The question for people buying and selling properties is whether any of this matters. Does the brand make a difference?
Related Article: Real Estate Companies in Alliston – Why Choose a Royal LePage Agent
Why Branding Might Be Important
Branding clearly matters to real estate agents themselves. If they can create a business persona that allows them to stand out above other providers in their industry, they are more likely to attract clients.
The overriding goal for agencies is to get sellers to believe that they can fetch a better price for their property. Commissions could be as high as 6 percent if sellers know that the agency can bump up the sale price of their properties by more than, say, 8 percent.
Branding may also matter somewhat to clients themselves. It’s a signal that an agent has the experience, has been around for a long time, and can get better prices for their real estate transactions.
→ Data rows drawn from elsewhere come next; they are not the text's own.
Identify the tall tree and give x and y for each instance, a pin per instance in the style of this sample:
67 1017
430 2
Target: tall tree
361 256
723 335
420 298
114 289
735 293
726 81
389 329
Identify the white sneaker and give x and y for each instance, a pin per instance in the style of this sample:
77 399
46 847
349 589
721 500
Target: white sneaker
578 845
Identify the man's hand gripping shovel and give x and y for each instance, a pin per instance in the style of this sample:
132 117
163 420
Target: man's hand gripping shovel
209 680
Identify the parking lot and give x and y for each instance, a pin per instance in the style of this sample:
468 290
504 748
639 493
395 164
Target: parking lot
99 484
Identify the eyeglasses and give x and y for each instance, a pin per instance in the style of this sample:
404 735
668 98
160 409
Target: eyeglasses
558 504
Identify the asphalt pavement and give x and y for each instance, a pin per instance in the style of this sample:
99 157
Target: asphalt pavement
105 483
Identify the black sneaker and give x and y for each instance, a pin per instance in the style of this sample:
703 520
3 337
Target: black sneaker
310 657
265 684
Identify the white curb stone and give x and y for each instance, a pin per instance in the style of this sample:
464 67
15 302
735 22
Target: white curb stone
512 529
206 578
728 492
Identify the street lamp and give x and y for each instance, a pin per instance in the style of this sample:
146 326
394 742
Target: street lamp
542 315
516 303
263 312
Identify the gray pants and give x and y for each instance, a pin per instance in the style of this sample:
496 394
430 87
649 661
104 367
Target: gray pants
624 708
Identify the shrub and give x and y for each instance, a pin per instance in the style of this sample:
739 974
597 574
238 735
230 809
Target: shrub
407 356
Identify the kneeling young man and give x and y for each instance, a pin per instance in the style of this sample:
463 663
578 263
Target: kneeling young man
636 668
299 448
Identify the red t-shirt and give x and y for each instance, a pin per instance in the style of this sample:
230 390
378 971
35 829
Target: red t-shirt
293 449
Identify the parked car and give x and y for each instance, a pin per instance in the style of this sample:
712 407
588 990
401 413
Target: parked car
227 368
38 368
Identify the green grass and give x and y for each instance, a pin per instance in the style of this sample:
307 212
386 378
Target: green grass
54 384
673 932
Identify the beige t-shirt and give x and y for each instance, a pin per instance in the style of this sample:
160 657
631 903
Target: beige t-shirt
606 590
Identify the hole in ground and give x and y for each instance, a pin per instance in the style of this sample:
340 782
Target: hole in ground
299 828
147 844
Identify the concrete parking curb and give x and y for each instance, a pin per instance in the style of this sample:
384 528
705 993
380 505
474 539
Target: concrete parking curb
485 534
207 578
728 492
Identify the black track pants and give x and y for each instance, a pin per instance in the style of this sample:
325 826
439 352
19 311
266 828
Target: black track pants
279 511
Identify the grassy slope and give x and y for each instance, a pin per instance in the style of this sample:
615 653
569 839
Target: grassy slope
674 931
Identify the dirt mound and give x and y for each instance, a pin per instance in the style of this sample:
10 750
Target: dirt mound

Many established brands, for instance, maintain strong links with buyer communities. They’re much better able to find keen buyers with higher consumer surplus, willing to pay as much or more than the asking price.
Bigger brands may also provide some unique advantages for seasoned or frequent property investors. Organizations with established brands usually have the financial capital to do research into the market and provide property hunters with unique and helpful insights. Only making insights available to customers gives them an advantage in market situations.
Smaller agencies that don’t have established brands must usually employ people with less experience in the industry. And that can hamper the quality of their research. Thus, a brand can be a proxy for the educational output of an agent.
Why Branding Might Not Matter All That Much
On the other hand, some might argue that while branding is important in most industries, it’s not in the real estate agency market.
Some real estate agents worry that buyers and sellers won’t use them when they first set up because they don’t know their brand. But they soon discover that they can carve a niche for themselves and gain paying clients even if they are new. It’s not that difficult.
Evidence and experiences suggest that clients care most about the quality of the service they receive. Branding tends to play second fiddle.
When it comes to customer experience, smaller firms actually have an advantage in this area – and clients know it. Independent agents tend to be more flexible and don’t have to abide by endless corporate rules and regulations.
Working in a smaller shop also helps a lot of smaller real estate agencies feel more like a unit. Everyone works on the same sales. You don’t have separate agents pursuing their individual projects. The business becomes a tighter unit.
What Role Do Online Agents Play?
Estate agent branding probably had more value in the past when clients had no choice but to go to the big high-street brands. But thanks to the internet, that’s all now a thing of the past.
Aggregator websites collect all the properties for sale for listing by individual agents on a single platform. Under this setup, buyers now shop for properties directly. The agent listing them is usually a secondary consideration.
The internet, therefore, is becoming a great equalizer. Buyers don’t care a great deal about who made the listing on these aggregator sites. The main consideration is now the quality of the property and what it offers.
Around 95 percent of people search for new homes online, mainly because the process is incredibly easy. Agents still have a role to play when searches become more serious. But what buyers really need are people with great writing and presentation skills who can showcase their properties at their best.
The aim of the game now is to create robust multiple listing services where agents attempt to sell properties via major online platforms.
Given the rise of the internet, brokers are finding it increasingly difficult to brand themselves in the first place. They’d like to be different from the next firm – and they probably are – but making that distinction clear for consumers is going to be the main challenge.